Sin embargo, queremos resaltar el aparente aislamiento del otrora "capitán Arturo". Llamó la atención que Urresti públicamente subastara su espada de oficial de nuestro Ejército, el de Bolognesi, con el argumento de que no contaba con dinero para contratar a los abogados para su defensa. Ciertamente fue un gesto vergonzoso, cuando se sabe que todo militar cuenta con la defensa legal que el Ejército ofrece para casos como este. Fue una muestra de desconfianza en su institución. Quizás se arrepienta que durante el juicio donde se sentenció al coronel La Vera –su jefe en el cuartel– y al mayor Vidal–"Ojo de Gato"– no los apoyó en la afirmación de que los asesinos de Bustíos habían sido los terroristas. Solo señaló reiteradamente que él no salió del cuartel en ese fatídico día y que no sabía nada de lo sucedido; que se había enterado del asesinato por la prensa.

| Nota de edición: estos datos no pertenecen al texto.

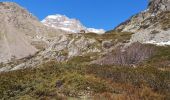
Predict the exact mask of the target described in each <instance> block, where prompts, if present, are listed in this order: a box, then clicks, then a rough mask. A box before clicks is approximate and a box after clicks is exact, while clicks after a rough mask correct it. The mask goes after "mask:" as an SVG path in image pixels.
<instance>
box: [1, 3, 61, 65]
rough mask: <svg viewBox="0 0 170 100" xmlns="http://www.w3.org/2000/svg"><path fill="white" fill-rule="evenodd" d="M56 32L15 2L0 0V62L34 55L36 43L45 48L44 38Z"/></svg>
mask: <svg viewBox="0 0 170 100" xmlns="http://www.w3.org/2000/svg"><path fill="white" fill-rule="evenodd" d="M57 34H59V31H57V30H53V29H50V28H48V27H46V26H44V25H43V24H42V23H40V22H39V21H38V20H37V18H36V17H34V16H33V15H31V14H30V13H29V12H28V11H27V10H25V9H24V8H22V7H20V6H18V5H17V4H15V3H11V2H0V62H7V61H9V60H11V59H21V58H24V57H27V56H29V55H34V54H35V53H36V52H38V51H39V49H40V48H37V46H36V44H42V45H43V46H44V48H45V45H46V44H47V43H46V40H45V39H46V38H48V37H51V36H55V35H57Z"/></svg>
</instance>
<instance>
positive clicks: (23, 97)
mask: <svg viewBox="0 0 170 100" xmlns="http://www.w3.org/2000/svg"><path fill="white" fill-rule="evenodd" d="M160 49H161V51H159V53H157V55H155V56H153V57H152V59H150V60H148V61H146V62H145V64H141V65H139V67H137V68H134V67H129V66H115V65H108V66H107V65H103V66H102V65H94V64H90V65H89V64H87V63H86V62H89V61H90V59H88V57H78V58H77V57H75V58H72V59H70V61H68V62H63V63H58V62H55V61H50V62H48V63H44V64H42V65H40V66H39V67H38V68H35V69H34V68H32V69H23V70H18V71H12V72H8V73H1V74H0V80H1V81H0V98H1V99H7V100H14V99H17V100H30V99H32V100H37V99H40V100H49V99H50V100H53V99H54V100H67V99H70V100H72V99H73V100H76V99H80V100H81V99H82V98H86V100H125V99H126V100H153V99H154V100H169V99H170V87H169V84H170V70H169V71H168V70H166V71H165V70H160V69H159V67H157V66H154V65H153V64H152V61H159V60H165V59H167V60H168V59H169V58H168V56H169V55H170V54H169V53H168V49H169V47H164V48H159V50H160ZM166 50H167V52H165V51H166ZM164 53H166V54H164ZM165 55H166V56H165ZM159 58H160V59H159ZM81 59H83V60H82V61H84V62H79V61H81ZM84 59H86V60H84ZM164 68H168V66H166V67H164ZM83 100H84V99H83Z"/></svg>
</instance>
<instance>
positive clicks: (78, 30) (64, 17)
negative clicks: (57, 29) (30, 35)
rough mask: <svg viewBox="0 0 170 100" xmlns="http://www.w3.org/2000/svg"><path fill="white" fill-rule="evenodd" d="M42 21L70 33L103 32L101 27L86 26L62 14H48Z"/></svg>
mask: <svg viewBox="0 0 170 100" xmlns="http://www.w3.org/2000/svg"><path fill="white" fill-rule="evenodd" d="M42 23H43V24H44V25H46V26H49V27H53V28H56V29H61V30H64V31H67V32H71V33H80V32H81V31H85V32H86V33H88V32H93V33H98V34H103V33H105V30H103V29H94V28H86V27H85V26H84V25H83V24H82V23H81V22H80V21H79V20H76V19H70V18H68V17H66V16H64V15H59V14H56V15H49V16H47V17H46V18H45V19H44V20H42Z"/></svg>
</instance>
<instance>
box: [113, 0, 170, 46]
mask: <svg viewBox="0 0 170 100" xmlns="http://www.w3.org/2000/svg"><path fill="white" fill-rule="evenodd" d="M115 29H116V30H118V31H128V32H133V33H135V34H134V35H133V36H132V38H131V42H137V41H138V42H141V43H151V44H156V45H170V43H169V41H170V34H169V32H170V0H150V1H149V5H148V9H147V10H145V11H143V12H141V13H139V14H137V15H135V16H132V17H131V18H130V19H129V20H127V21H126V22H124V23H122V24H120V25H119V26H118V27H116V28H115Z"/></svg>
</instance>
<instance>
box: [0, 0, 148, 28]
mask: <svg viewBox="0 0 170 100" xmlns="http://www.w3.org/2000/svg"><path fill="white" fill-rule="evenodd" d="M0 1H13V2H16V3H18V4H20V5H21V6H23V7H25V8H26V9H28V10H29V11H30V12H31V13H33V14H34V15H35V16H36V17H38V18H39V20H42V19H43V18H45V17H46V16H47V15H51V14H63V15H66V16H68V17H70V18H76V19H79V20H80V21H81V22H82V23H83V24H84V25H85V26H87V27H94V28H103V29H105V30H111V29H113V28H114V27H115V26H117V25H118V24H120V23H121V22H123V21H125V20H127V19H128V18H129V17H131V16H132V15H134V14H136V13H138V12H140V11H142V10H145V9H146V7H147V2H148V0H0Z"/></svg>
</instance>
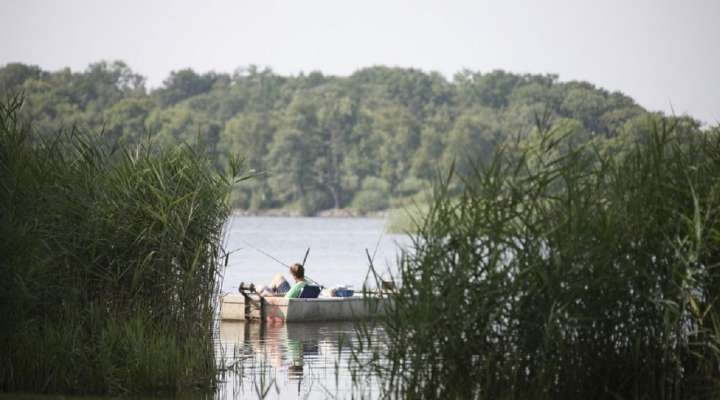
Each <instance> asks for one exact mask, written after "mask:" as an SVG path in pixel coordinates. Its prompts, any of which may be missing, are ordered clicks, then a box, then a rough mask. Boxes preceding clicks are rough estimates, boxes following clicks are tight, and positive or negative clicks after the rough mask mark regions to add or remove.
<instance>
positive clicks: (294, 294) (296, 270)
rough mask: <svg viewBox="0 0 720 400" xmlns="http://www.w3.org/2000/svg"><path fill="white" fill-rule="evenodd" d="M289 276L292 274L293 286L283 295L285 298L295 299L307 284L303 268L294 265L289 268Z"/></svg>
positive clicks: (300, 264) (299, 264)
mask: <svg viewBox="0 0 720 400" xmlns="http://www.w3.org/2000/svg"><path fill="white" fill-rule="evenodd" d="M290 274H292V276H293V278H294V279H295V284H294V285H293V286H292V287H291V288H290V290H289V291H288V292H287V293H285V298H287V299H297V298H298V297H300V294H301V293H302V290H303V288H305V285H307V282H305V267H303V266H302V264H300V263H295V264H293V265H292V266H290Z"/></svg>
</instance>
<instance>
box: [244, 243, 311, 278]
mask: <svg viewBox="0 0 720 400" xmlns="http://www.w3.org/2000/svg"><path fill="white" fill-rule="evenodd" d="M240 240H241V241H242V242H243V243H245V244H246V245H247V246H248V247H250V248H251V249H253V250H255V251H257V252H258V253H260V254H262V255H264V256H266V257H268V258H270V259H271V260H273V261H275V262H277V263H278V264H280V265H282V266H283V267H285V268H287V269H290V264H288V263H286V262H283V261H282V260H279V259H277V258H275V257H273V256H272V255H271V254H269V253H267V252H266V251H263V250H262V249H260V248H257V247H255V246H253V245H252V244H250V243H249V242H248V241H246V240H242V239H240ZM308 255H310V248H309V247H308V249H307V251H305V257H303V262H302V264H301V265H302V266H303V268H304V267H305V262H306V261H307V258H308ZM304 278H305V280H308V281H310V282H313V283H315V284H316V285H318V286H320V287H325V286H324V285H322V284H320V282H318V281H316V280H315V279H312V278H310V277H309V276H307V275H305V276H304Z"/></svg>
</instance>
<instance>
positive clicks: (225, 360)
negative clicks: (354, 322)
mask: <svg viewBox="0 0 720 400" xmlns="http://www.w3.org/2000/svg"><path fill="white" fill-rule="evenodd" d="M371 337H372V339H373V340H372V342H371V343H372V346H373V347H372V348H375V349H378V347H377V346H380V345H381V344H382V340H383V334H382V330H381V329H379V328H375V329H371ZM220 343H221V349H222V351H221V354H222V356H223V359H224V364H225V365H226V366H227V371H226V372H225V373H224V374H223V375H222V376H221V380H222V382H221V385H220V388H219V391H218V393H217V396H216V399H218V400H224V399H248V398H250V399H254V398H265V399H328V398H330V399H350V398H355V399H359V398H366V399H374V398H377V397H378V395H379V383H378V382H377V381H376V379H375V377H374V376H373V375H372V374H371V373H369V372H368V371H364V370H362V369H361V368H359V367H358V366H357V365H358V364H357V363H351V359H352V358H353V348H355V349H356V350H355V357H358V358H359V359H360V360H361V361H362V360H366V359H367V358H369V357H370V354H371V353H370V351H367V350H364V351H362V352H359V351H357V348H358V346H357V344H358V338H357V335H356V333H355V329H354V326H353V324H352V323H289V324H260V323H254V322H250V323H245V322H223V323H222V324H221V326H220Z"/></svg>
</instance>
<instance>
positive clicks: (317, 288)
mask: <svg viewBox="0 0 720 400" xmlns="http://www.w3.org/2000/svg"><path fill="white" fill-rule="evenodd" d="M318 296H320V286H315V285H305V287H304V288H303V291H302V292H300V298H301V299H315V298H317V297H318Z"/></svg>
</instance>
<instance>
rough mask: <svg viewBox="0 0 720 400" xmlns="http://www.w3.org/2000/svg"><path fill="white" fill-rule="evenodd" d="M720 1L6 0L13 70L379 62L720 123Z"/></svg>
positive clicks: (713, 0)
mask: <svg viewBox="0 0 720 400" xmlns="http://www.w3.org/2000/svg"><path fill="white" fill-rule="evenodd" d="M719 21H720V0H685V1H680V0H677V1H668V0H624V1H623V0H604V1H600V0H593V1H590V0H575V1H570V0H568V1H560V0H552V1H550V0H545V1H535V0H511V1H508V0H504V1H493V2H490V1H482V0H476V1H455V0H444V1H392V0H361V1H360V0H358V1H342V0H327V1H313V0H296V1H271V0H258V1H245V0H224V1H220V0H218V1H177V0H175V1H159V0H155V1H153V0H142V1H138V0H123V1H101V0H72V1H68V0H66V1H59V0H56V1H53V0H45V1H38V0H4V1H2V2H1V3H0V32H1V33H0V35H1V36H0V65H4V64H6V63H8V62H23V63H28V64H37V65H39V66H41V67H42V68H44V69H48V70H57V69H60V68H62V67H66V66H69V67H71V68H72V69H73V70H83V69H85V68H86V67H87V65H88V64H90V63H92V62H96V61H100V60H116V59H119V60H123V61H125V62H127V63H128V64H129V66H130V67H131V68H132V69H133V70H134V71H136V72H138V73H140V74H142V75H144V76H146V77H147V78H148V83H149V86H151V87H155V86H158V85H160V84H161V82H162V81H163V79H165V78H166V77H167V76H168V74H169V73H170V71H172V70H178V69H181V68H186V67H192V68H193V69H195V70H196V71H198V72H206V71H209V70H215V71H218V72H232V71H233V70H235V69H236V68H238V67H241V66H247V65H249V64H256V65H259V66H269V67H271V68H272V69H273V70H275V71H276V72H278V73H281V74H297V73H298V72H300V71H305V72H309V71H312V70H320V71H322V72H324V73H326V74H332V75H348V74H351V73H352V72H353V71H355V70H357V69H359V68H362V67H367V66H372V65H388V66H401V67H415V68H420V69H422V70H425V71H439V72H441V73H442V74H444V75H445V76H446V77H448V78H451V77H452V75H453V74H454V73H456V72H458V71H460V70H462V69H464V68H468V69H472V70H478V71H481V72H488V71H491V70H493V69H504V70H508V71H511V72H517V73H556V74H559V75H560V79H561V80H562V81H568V80H575V79H579V80H587V81H590V82H592V83H593V84H596V85H598V86H601V87H603V88H606V89H608V90H611V91H615V90H619V91H621V92H623V93H625V94H627V95H629V96H631V97H633V98H634V99H635V100H636V101H638V103H640V104H641V105H642V106H644V107H646V108H648V109H650V110H662V111H665V112H667V113H673V110H674V113H675V114H678V115H679V114H684V113H687V114H690V115H692V116H694V117H696V118H699V119H700V120H702V121H704V122H706V123H710V124H715V123H718V122H719V121H720V23H719Z"/></svg>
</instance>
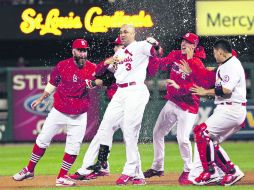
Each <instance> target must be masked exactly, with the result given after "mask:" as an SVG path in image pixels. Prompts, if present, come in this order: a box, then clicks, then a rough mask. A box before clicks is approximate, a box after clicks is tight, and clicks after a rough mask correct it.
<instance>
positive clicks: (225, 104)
mask: <svg viewBox="0 0 254 190" xmlns="http://www.w3.org/2000/svg"><path fill="white" fill-rule="evenodd" d="M233 104H240V105H242V106H246V102H244V103H240V102H222V103H219V104H218V105H233Z"/></svg>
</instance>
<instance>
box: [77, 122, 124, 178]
mask: <svg viewBox="0 0 254 190" xmlns="http://www.w3.org/2000/svg"><path fill="white" fill-rule="evenodd" d="M119 128H120V124H118V125H117V124H115V127H113V131H112V132H113V133H112V136H113V134H114V133H115V132H116V131H117V130H118V129H119ZM111 147H112V142H111V145H110V146H109V149H111ZM99 148H100V131H99V130H98V132H97V133H96V135H95V136H94V138H93V140H92V141H91V143H90V145H89V147H88V149H87V151H86V153H85V155H84V158H83V164H82V166H81V168H79V169H78V170H77V172H78V173H79V174H81V175H87V174H90V173H91V172H93V171H92V170H87V167H89V166H91V165H93V164H94V162H95V160H96V158H97V156H98V153H99ZM102 171H105V172H108V173H110V167H109V163H108V168H106V169H105V170H104V169H102Z"/></svg>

Posteriormente, cuando el mayor Vidal –acusado de ser el autor material del crimen– declarara que fue el "capitán Arturo" el verdadero asesino, no dudó en declarar que cómo se le iba a creer a "un delincuente". Y que él nunca había salido a patrullar, pese a que los informes del Ejército decían lo contrario, aduciendo que estos muchas veces contenían mentiras. Así, el silencio de sus compañeros de armas es bastante notorio. Por último, sabe que de su candidatura presidencial dependen muchas cosas.